Boosting Camera Motion Control for Video Diffusion Transformers

November 12, 2025 · View on GitHub

Accepted into BMVC 2025. Project Page: https://soon-yau.github.io/CameraMotionGuidance/

Existing camera control methods for U-Net do not work for diffusion transformers. We developed the first camera control for space-time diffuser transformer. Our method, based on classifier-free guidance, restore controllability and boost motion by over 400%.

🚀 Camera Motion Guidance

Conventionally, no guidance is used in Classifier-free guidance (CFG) or camera condition is supplied without a motion reference. In training, we randomly set some video be static (repeat first frame to whole sequence) and all-zeros camera condition, which we use as null motion reference. Then we use a seperate camera guidance term to allow for control independent to text conditioning.

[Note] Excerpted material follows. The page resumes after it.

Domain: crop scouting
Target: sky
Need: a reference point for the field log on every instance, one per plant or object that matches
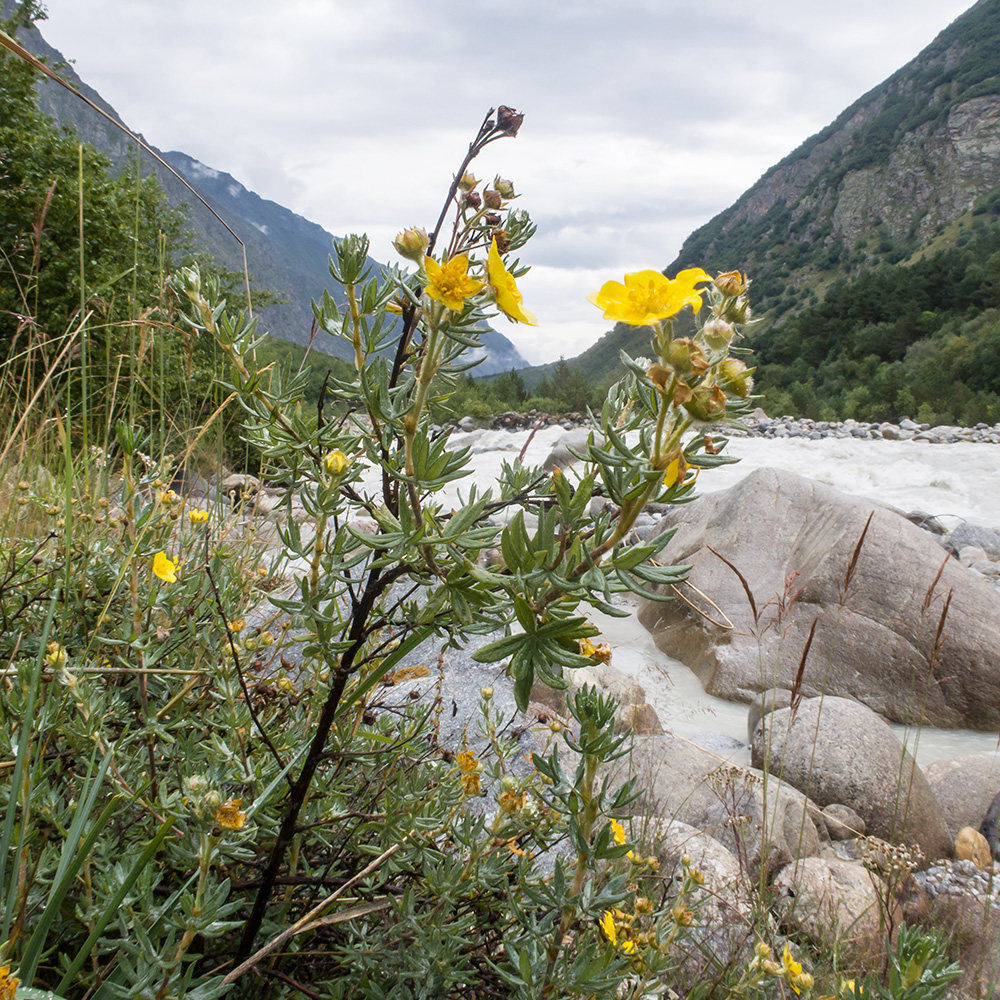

\begin{aligned} \hat{e_{\theta}}(z_t, C_T, C_C) &= e_{\theta}(z_t, \emptyset_T, \emptyset_C) \\ &\quad + s_T \{ e_{\theta}(z_t, C_T, \emptyset_C) - e_{\theta}(z_t, \emptyset_T, \emptyset_C) \} \\ &\quad + s_C \{ e_{\theta}(z_t, C_T, C_C) - e_{\theta}(z_t, C_T, \emptyset_C) \} \end{aligned}

🎥 Conditioning Camera Poses

Conditioning camera poses.

Pose 000 Pose 001 Pose 002 Pose 003 Pose 004

⚠️ MotionCtrl in DiT — Uncontrollable Motion

MotionCtrl method in DiT has uncontrollable motion.

MotionCtrl sample 050 MotionCtrl sample 053 MotionCtrl sample 056 MotionCtrl sample 059 MotionCtrl sample 062

🚧 CameraCtrl in DiT — Limited Motion

CameraCtrl method in DiT has limited motion.

CameraCtrl sample 051 CameraCtrl sample 054 CameraCtrl sample 057 CameraCtrl sample 060 CameraCtrl sample 063

🚀 Our Method — Restored Controllability and Boosted Motion

Our method restores camera controllability with boosted motion.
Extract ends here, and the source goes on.